16 It was not fair for Mr Lim to receive the benefit of an adjustment for his repaying part of Mr Khoo’s share of the mortgage instalments while retaining the benefit of his own financial gain derived from his use and occupation of the Property, namely for the Temple and Business, without any consideration of any allowance for notional occupation rent: at [67].
17 Mr Lim did not disclose the income of the Business but neither did Mr Khoo seek such information. Mr Khoo for his part did not adduce evidence of the rental that the property might fetch on the market. The question is how, in the absence of full information, the court should account for the benefit of occupation that Mr Lim, unlike Mr Khoo, had. According to Suttill v Graham, the practice as described in that case is a rule of convenience that allows the court to avoid protracted inquiries and treats the interest element of the mortgage instalments as set off against a notional occupation rent: at [69].
18 The relationship between parties in the present case differs from the spousal context in the English cases where the rule of convenience was developed. The present case involves a friendship that broke down rather than a marriage. Their relationship was informal and initially based on mutual trust. In these circumstances, a broad-brush approach may be justified, in order to avoid protracted and costly inquiries that may not ultimately achieve the clarity required for a more precise answer. The adoption of the rule of convenience by treating the interest element of the mortgage instalments as set off against a notional occupation rent achieves broad justice between the parties. This is also justified by several factors: (a) equitable accounting was raised by Mr Lim as a matter consequential to the Judgment, without it having been pleaded in the action; (b) although Mr Khoo raised the objection that the Judge was functus officio, all parties appeared content to deal with equitable accounting summarily, without further discovery or evidence; and (c) the amount of income derived from the Business is within Mr Lim’s knowledge and it is not apparent how readily accounts of such income could be drawn up or verified. Mr Lim did not volunteer this information to the court: at [71] to [73].

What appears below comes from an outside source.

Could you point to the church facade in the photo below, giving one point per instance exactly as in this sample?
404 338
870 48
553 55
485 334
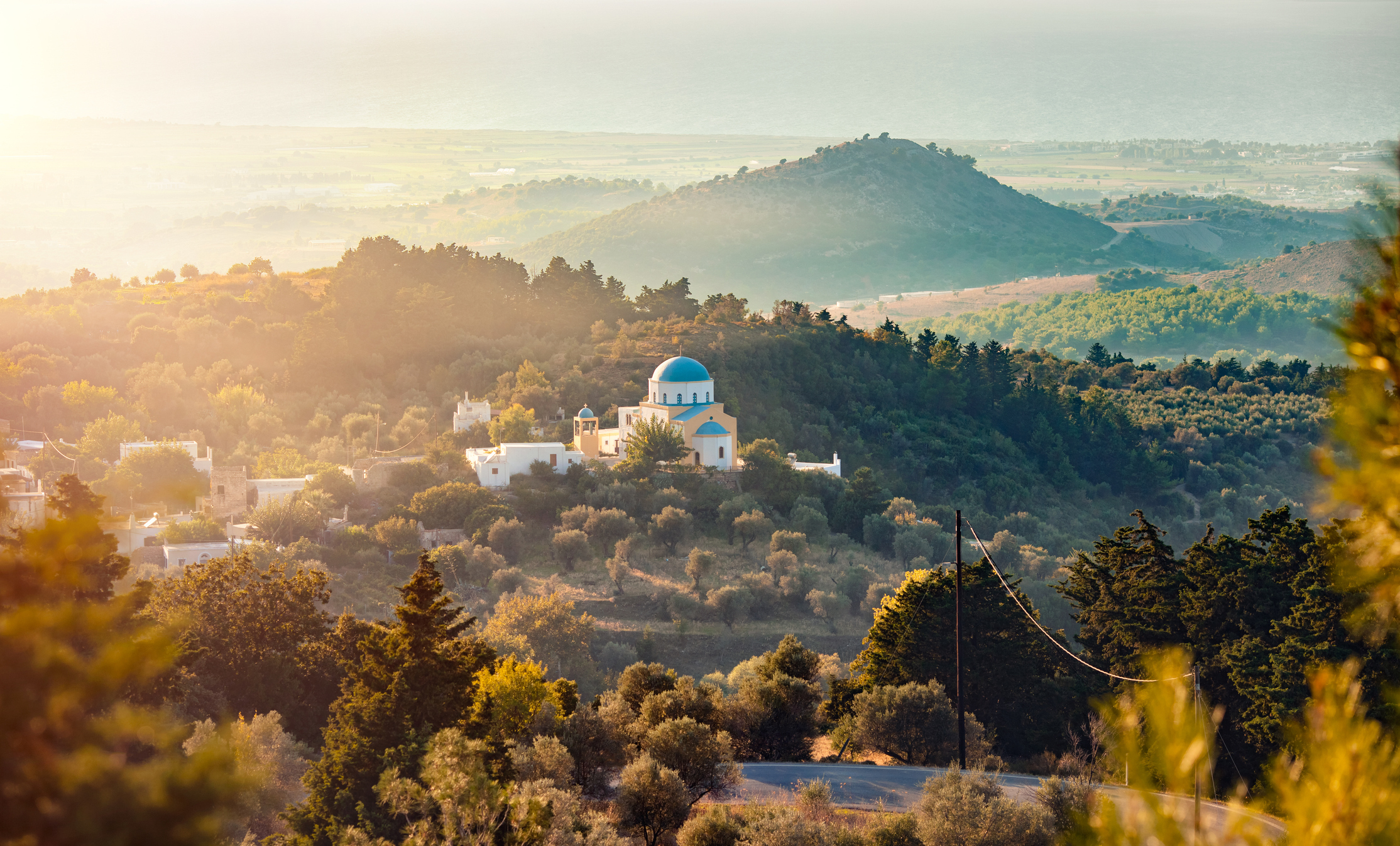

19 The Court allows the appeal in AD 130 in part and varies the Judge’s Order as follows: (a) upon the disposal of the Property, the sale proceeds shall be utilised first to discharge the remaining mortgage amount and to pay the expenses relating to the sale of the Property; (b) the net sale proceeds of the Property are to be divided between parties in the proportions of their beneficial interests in the Property, based on the shares recognised in the Judgment; (c) Mr Lim shall then be reimbursed out of Mr Khoo’s share of the remaining balance of the sale proceeds by such amount as equalises their respective contributions towards repayment of the principal of the mortgage loan; and (d) Mr Lim shall not be reimbursed for any part of his contributions towards the interest accruing on the mortgage loan, which are in effect to be set-off against a notional occupation rent to credit Mr Khoo for Mr Lim’s sole use occupation of the Property. As Mr Khoo has been partially successfully in the appeal, he was awarded costs in the amount of $20,000 all-in: at [74] to [75].
This summary is provided to assist in the understanding of the Court’s grounds of decision. It is not intended to be a substitute for the reasons of the Court. All numbers in bold font and square brackets refer to the corresponding paragraph numbers in the Court’s grounds of decision.